Article initialement publié sur Lamy Axe Droit / 2013
L’Etat français a décidé de faire le ménage dans le contentieux du permis à points. Depuis plusieurs années, la France a choisi d’investir massivement dans une radarisation systématique du réseau routier. Cette politique produit assez logiquement un certain nombre d’avis de contravention et toujours assez logiquement un certain nombre de contestations. La survenance de contestations de la part des conducteurs était d’autant plus prévisible que le système de plus en plus automatisé entraîne nécessairement un nombre élevé de dysfonctionnements que la main de l’homme ne peut plus corriger tout du moins avant un examen par un juge.
Il est évident que la montée en puissance du contentieux lié à la circulation routière a entraîné une charge de travail supplémentaire tant pour les juridictions pénales que pour les juridictions administratives. L’Etat aurait pu prévoir avec la généralisation des radars automatisés et l’avènement des nouvelles politiques de sécurité routière de renforcer les moyens des tribunaux ayant à connaître de ce contentieux. Mais tel n’a pas été le cas.
Pour les juridictions pénales, l’œuvre de désengorgement a été entamée avec l’encouragement des formes de traitement alternatives avec notamment le recours de plus en plus fréquent aux ordonnances pénales et aux audiences de CRPC (Comparution sur Reconnaissance Préalable de culpabilité) permettant un examen des dossiers sensiblement plus rapide que celui qui est permis par les audiences publiques. Demain, d’autres pistes pourront être étudiées, avec notamment une large dépénalisation ou contraventionnalisation du contentieux souhaité par l’actuel Garde des Sceaux.
Pour les juridictions administratives, l’engorgement est depuis longtemps également pointé du doigt. A titre d’exemple, le traitement devant le tribunal administratif de Paris d’un recours à l’encontre d’une décision d’invalidation de permis de conduire (pour défaut de points) pourra prendre trois ans et parfois plus … La faute à trop de dossiers ? Peut-être, mais soyons honnêtes, lorsque la jurisprudence d’une juridiction est fixée, l’analyse de ce type de dossiers s’avère rapide. Toujours est-il que les dossiers de permis de conduire ont toujours été considérés comme responsables du ralentissement du traitement des dossiers. Pour l’instant, la seule véritable tentative engagée pour endiguer le flot de recours devant ces juridictions était, en fait, à mettre au crédit des tribunaux eux-mêmes ou plutôt du Conseil d’Etat qui à coup d’arrêts extrêmement favorables à l’administration a fait largement baisser le taux de réussite des recours engagés à l’encontre des décisions de retrait de points ou d’invalidation de permis de conduire.

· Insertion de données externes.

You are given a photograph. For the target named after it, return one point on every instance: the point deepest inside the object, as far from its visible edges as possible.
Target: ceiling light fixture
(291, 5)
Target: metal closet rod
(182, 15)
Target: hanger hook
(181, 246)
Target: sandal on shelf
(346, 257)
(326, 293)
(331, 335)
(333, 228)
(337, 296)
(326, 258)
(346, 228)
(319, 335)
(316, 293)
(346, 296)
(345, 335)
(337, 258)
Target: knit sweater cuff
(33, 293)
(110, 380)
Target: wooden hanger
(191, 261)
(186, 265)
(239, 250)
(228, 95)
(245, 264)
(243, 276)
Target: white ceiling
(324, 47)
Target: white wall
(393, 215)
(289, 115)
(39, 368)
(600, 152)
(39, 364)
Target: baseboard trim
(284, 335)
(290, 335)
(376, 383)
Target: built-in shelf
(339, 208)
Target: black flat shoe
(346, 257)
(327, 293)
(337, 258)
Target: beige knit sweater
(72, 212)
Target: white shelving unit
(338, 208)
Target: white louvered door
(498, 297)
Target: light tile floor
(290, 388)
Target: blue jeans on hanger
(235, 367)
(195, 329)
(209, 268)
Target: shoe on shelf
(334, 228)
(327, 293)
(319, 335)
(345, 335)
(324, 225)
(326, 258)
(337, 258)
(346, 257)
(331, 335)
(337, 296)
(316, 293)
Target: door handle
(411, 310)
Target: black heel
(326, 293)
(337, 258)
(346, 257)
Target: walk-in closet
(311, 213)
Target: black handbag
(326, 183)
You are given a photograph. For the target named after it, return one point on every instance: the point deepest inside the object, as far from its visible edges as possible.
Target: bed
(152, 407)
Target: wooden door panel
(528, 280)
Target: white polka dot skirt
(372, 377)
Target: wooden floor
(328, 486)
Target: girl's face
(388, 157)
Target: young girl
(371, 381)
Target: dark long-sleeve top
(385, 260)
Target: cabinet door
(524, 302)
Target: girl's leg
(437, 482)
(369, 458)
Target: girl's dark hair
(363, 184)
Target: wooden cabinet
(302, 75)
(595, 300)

Parfois la jurisprudence a été un peu aidée, on pense, par exemple, à un amendement du député Eric Ciotti lors du vote de la loi LOPPSI 2 autorisant la communication aux juridictions administratives du Relevé d’Information Intégral. Le Conseil d’Etat venant de déclarer que les mentions contenues dans ce document que l’administration se fabrique elle-même avaient la même force probante que si elles avaient gravées dans le marbre d’un PV, l’administration pouvait à partir de là rapporter nettement plus facilement la preuve de son infaillibilité dans le respect des procédures…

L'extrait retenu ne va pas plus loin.